鉄道貨物の諸問題解決が急務、運送業界「2024年問題」に備えよ杉山淳一の「週刊鉄道経済」(6/10 ページ)

» 2022年08月19日 09時00分 公開
[杉山淳一ITmedia]

 検討会の第3回は大口および専用貨物の荷主から。ホクレン農業協同組合連合会(以下、ホクレン)は「5トンコンテナは産地もユーザーも使いやすい」「全道・全国ネットワーク」「全国約140カ所の貨物駅で集配の細やかな対応」「コンテナの一時保管サービス」を高く評価しつつ、「5トンコンテナ単位の前提で、それより小ロットや20トンロットは割高」と指摘。トラックやトレーラーは車両総重量規制が緩和されているという背景もある。「災害や事故の影響を受けやすく、生鮮品や急送品にリスク」「有事の代替輸送は荷主任せになり、フォロー不足」と手厳しい。

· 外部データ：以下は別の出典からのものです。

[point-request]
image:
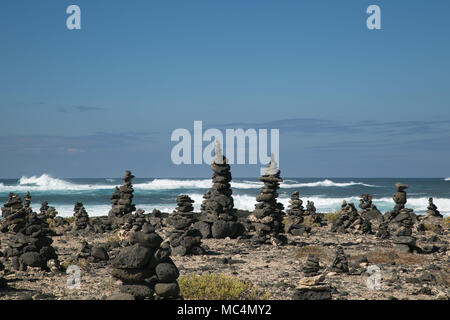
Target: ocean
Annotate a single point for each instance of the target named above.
(151, 193)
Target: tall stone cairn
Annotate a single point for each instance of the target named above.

北海道の農産物出荷に鉄道貨物は重要(出典:国土交通省、今後の鉄道物流のあり方に関する検討会 ホクレン資料
ホクレンによる貨物列車の利点と欠点のまとめ。有事の代替輸送は荷主任せという不満は、ほかの荷主や通運会社からもあった(出典:国土交通省、今後の鉄道物流のあり方に関する検討会 ホクレン資料

 味の素、ハウス食品、カゴメ、日清製粉、日清オイリオの物流事業を統合して設立された「F-LINE」は、荷主側面から見た鉄道輸送の印象として、「ほかの輸送モードに比べて運行トラブルが多い」「商品事故が多い」「輸送障害の発生率が高い、復旧状況も分かりにくい」「どこに依頼するか分かりにくい」「料金体系が分かりにくい」「貨物列車のダイヤが分かりにくい」「旅客列車の空席状況のような仕組みがなく、空き枠情報が分からない」「鉄道輸送の仕組みが分かりにくい」「環境にやさしい輸送であることが理解されていない」と手厳しい。

 これは商品の共同輸送を担う会社として、JR貨物の上得意だからこその「愛ある厳しさ」だと思う。特に「環境にやさしい輸送」については、国交省も鉄道貨物利用商品にエコレールマークを与えるなどしているけれども、それが消費者に伝わらず販促メリットにつながっていない。